Handling manufacturer descriptions on an ecommerce site

Forum Moderators: Robert Charlton & goodroi

Message Too Old, No Replies

Handling manufacturer descriptions on an ecommerce site

dereksmalls5

9:31 am on Feb 18, 2015 (gmt 0)

Hi,

I hope you can help me.

The site I'm working on has scraped all of their product descriptions straight from the manufacturer.

This means of course that Panda has reared its head and the site is in the bin when it comes to SERP results.

I'm currently re-writing the product descriptions by hand, but with nearly 1500 products, this is going to take a while.

As the product pages of course take up a huge bulk of the site, would it be beneficial to somehow remove all of the categories that I haven't got to yet out of the index and add them back in as I re-write them?

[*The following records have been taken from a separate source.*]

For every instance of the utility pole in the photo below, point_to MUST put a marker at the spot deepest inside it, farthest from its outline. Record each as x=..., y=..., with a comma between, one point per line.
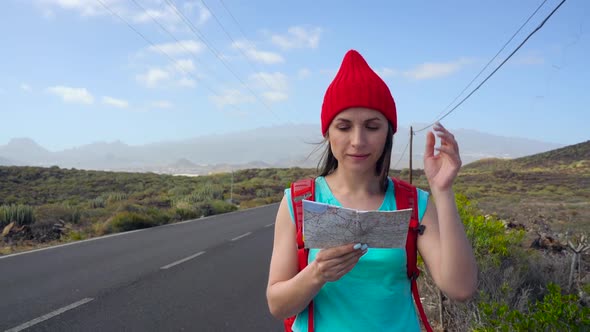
x=411, y=137
x=231, y=190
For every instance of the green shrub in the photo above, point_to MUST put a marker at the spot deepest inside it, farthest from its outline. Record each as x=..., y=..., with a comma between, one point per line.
x=488, y=236
x=185, y=214
x=127, y=221
x=55, y=212
x=98, y=202
x=20, y=214
x=555, y=312
x=116, y=197
x=219, y=207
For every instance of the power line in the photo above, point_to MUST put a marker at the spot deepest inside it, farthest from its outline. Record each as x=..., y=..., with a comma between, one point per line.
x=497, y=68
x=178, y=65
x=402, y=155
x=233, y=41
x=492, y=59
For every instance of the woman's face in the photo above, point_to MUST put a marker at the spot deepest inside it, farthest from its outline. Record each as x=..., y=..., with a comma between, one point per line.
x=357, y=137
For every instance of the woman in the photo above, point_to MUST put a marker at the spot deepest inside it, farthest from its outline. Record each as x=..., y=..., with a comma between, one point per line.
x=355, y=288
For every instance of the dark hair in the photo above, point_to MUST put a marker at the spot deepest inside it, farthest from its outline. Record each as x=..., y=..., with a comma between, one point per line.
x=328, y=163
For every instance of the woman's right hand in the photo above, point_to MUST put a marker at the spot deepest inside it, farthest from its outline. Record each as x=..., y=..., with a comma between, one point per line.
x=332, y=263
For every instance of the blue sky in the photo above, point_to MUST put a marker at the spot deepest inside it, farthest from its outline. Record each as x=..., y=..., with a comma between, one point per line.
x=73, y=73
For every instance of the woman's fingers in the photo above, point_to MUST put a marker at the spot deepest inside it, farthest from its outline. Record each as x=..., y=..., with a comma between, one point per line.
x=332, y=266
x=447, y=138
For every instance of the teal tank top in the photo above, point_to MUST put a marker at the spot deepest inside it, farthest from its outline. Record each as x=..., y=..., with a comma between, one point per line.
x=375, y=295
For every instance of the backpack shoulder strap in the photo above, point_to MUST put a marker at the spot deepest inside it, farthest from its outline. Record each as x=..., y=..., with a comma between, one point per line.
x=300, y=190
x=406, y=197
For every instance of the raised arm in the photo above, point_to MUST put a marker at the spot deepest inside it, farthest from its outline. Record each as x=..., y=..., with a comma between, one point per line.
x=444, y=245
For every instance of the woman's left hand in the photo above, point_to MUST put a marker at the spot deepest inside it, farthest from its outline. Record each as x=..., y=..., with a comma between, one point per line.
x=442, y=168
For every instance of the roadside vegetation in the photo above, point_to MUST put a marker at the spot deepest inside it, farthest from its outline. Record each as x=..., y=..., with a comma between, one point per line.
x=527, y=219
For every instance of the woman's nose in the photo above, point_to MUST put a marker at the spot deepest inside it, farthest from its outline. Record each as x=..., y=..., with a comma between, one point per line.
x=358, y=137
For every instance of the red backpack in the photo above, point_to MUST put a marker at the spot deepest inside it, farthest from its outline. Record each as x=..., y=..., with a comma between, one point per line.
x=406, y=196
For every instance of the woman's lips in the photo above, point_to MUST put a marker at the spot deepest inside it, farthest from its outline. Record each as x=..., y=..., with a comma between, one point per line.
x=358, y=156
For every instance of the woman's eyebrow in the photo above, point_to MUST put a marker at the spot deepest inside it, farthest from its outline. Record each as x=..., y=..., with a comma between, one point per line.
x=373, y=119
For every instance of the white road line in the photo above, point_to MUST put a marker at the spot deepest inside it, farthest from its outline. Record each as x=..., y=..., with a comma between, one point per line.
x=49, y=315
x=134, y=231
x=241, y=236
x=73, y=243
x=182, y=260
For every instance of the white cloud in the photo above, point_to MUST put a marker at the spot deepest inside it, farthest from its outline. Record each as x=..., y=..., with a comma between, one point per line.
x=298, y=37
x=161, y=104
x=204, y=15
x=166, y=16
x=275, y=96
x=275, y=81
x=153, y=77
x=25, y=87
x=184, y=66
x=260, y=56
x=186, y=83
x=432, y=70
x=72, y=95
x=274, y=85
x=84, y=7
x=119, y=103
x=231, y=97
x=178, y=48
x=387, y=72
x=529, y=60
x=303, y=73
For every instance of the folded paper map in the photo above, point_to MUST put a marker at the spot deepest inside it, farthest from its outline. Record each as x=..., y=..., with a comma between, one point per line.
x=326, y=226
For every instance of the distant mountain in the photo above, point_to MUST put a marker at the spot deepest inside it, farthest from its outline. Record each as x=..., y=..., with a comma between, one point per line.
x=279, y=146
x=25, y=150
x=7, y=162
x=575, y=156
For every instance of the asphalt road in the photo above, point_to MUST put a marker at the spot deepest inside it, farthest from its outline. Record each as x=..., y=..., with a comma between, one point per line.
x=203, y=275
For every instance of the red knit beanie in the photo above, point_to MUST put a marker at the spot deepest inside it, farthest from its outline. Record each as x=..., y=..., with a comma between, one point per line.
x=357, y=85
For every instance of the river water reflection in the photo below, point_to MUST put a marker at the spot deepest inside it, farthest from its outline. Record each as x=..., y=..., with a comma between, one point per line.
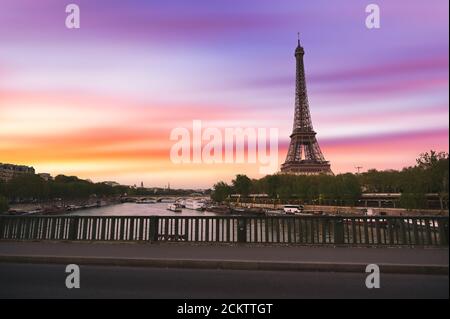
x=133, y=209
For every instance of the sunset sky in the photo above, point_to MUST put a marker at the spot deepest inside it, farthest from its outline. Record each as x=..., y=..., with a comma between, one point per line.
x=100, y=101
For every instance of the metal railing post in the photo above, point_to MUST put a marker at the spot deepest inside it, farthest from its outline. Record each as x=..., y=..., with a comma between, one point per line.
x=338, y=231
x=73, y=228
x=154, y=221
x=443, y=231
x=242, y=230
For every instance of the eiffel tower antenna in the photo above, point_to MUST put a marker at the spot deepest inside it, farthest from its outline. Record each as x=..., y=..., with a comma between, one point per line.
x=304, y=155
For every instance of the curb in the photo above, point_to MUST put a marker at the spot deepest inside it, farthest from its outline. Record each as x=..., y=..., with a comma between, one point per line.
x=230, y=264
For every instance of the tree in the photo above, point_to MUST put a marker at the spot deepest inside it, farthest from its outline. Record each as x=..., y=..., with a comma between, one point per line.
x=220, y=192
x=242, y=185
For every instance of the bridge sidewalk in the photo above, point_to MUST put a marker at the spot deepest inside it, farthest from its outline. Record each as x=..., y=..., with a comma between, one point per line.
x=295, y=258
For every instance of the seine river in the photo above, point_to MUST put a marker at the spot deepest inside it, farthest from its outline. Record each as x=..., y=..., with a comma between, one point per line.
x=132, y=209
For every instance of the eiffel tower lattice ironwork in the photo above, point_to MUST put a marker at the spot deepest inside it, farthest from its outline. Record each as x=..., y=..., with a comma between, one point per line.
x=304, y=156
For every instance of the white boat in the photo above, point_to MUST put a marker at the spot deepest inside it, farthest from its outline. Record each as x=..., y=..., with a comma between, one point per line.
x=174, y=207
x=293, y=209
x=195, y=204
x=146, y=201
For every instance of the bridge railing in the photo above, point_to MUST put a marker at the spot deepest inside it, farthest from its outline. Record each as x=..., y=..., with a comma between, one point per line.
x=314, y=230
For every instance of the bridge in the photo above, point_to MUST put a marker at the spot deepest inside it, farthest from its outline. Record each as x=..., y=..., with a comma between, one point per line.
x=159, y=198
x=316, y=230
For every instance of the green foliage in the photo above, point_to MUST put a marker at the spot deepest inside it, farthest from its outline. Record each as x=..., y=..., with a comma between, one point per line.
x=430, y=175
x=242, y=185
x=220, y=192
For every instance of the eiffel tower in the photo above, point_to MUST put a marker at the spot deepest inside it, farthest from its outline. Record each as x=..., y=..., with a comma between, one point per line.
x=304, y=156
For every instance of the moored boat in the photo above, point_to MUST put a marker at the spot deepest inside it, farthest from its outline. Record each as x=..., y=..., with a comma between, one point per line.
x=174, y=208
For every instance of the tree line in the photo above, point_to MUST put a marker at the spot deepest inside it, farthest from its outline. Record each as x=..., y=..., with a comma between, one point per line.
x=429, y=175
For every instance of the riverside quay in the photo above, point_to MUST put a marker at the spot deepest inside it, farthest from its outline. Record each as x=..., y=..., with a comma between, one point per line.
x=317, y=230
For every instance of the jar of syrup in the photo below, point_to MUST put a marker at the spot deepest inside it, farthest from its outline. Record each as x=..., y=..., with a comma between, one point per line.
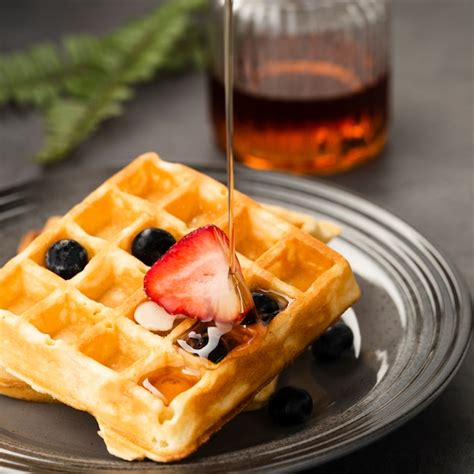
x=311, y=82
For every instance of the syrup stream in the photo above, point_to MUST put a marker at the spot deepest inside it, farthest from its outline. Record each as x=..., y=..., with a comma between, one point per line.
x=229, y=111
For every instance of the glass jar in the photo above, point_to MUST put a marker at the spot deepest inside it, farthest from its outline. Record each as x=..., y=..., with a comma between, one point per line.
x=311, y=82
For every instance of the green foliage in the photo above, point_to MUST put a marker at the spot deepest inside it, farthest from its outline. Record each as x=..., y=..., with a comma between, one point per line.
x=86, y=80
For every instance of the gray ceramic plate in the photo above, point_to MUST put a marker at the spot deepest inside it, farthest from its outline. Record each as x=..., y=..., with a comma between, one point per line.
x=412, y=322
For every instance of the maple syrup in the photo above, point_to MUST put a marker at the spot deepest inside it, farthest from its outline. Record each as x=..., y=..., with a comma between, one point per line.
x=311, y=134
x=198, y=337
x=167, y=383
x=229, y=124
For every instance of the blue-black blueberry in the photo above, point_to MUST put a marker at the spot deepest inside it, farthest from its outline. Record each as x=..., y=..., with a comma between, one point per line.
x=151, y=244
x=66, y=258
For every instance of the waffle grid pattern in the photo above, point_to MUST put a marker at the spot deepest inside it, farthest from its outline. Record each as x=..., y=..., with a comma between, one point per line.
x=82, y=330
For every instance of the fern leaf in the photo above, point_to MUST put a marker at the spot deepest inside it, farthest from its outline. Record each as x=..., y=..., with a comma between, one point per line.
x=133, y=55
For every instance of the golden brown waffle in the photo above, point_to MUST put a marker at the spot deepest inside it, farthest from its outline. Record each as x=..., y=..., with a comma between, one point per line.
x=325, y=231
x=77, y=341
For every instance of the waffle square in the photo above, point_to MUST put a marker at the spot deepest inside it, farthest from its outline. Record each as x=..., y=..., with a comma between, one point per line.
x=77, y=341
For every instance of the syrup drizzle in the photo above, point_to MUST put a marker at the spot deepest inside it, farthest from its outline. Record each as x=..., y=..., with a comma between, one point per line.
x=229, y=113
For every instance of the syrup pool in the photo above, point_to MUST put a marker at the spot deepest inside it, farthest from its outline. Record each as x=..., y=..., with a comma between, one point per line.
x=167, y=383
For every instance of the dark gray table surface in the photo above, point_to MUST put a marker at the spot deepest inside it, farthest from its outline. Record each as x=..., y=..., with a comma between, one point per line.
x=425, y=176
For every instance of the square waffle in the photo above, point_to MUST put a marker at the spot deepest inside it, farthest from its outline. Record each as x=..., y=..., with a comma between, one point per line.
x=77, y=341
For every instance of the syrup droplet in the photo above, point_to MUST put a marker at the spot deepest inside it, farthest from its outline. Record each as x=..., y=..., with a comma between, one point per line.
x=153, y=317
x=167, y=383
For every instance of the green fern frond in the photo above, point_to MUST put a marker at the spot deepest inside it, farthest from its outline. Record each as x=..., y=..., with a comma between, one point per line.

If so, how exactly would you go about this? I don't really come from a technical background but I do have a web designer who should be able to make changes for me...I just don't know exactly what changes would be beneficial in my situation!

Any help would be appreciated.

Many thanks.

adder

11:28 am on Feb 18, 2015 (gmt 0)

Depends on the software that runs the store. If it allows you to edit header code on a per-category basis, you can add this within your <head> tags


<META NAME="ROBOTS" CONTENT="NOINDEX, NOFOLLOW">

And then as you finish the categories, just remove this line and it will become "crawlable" again.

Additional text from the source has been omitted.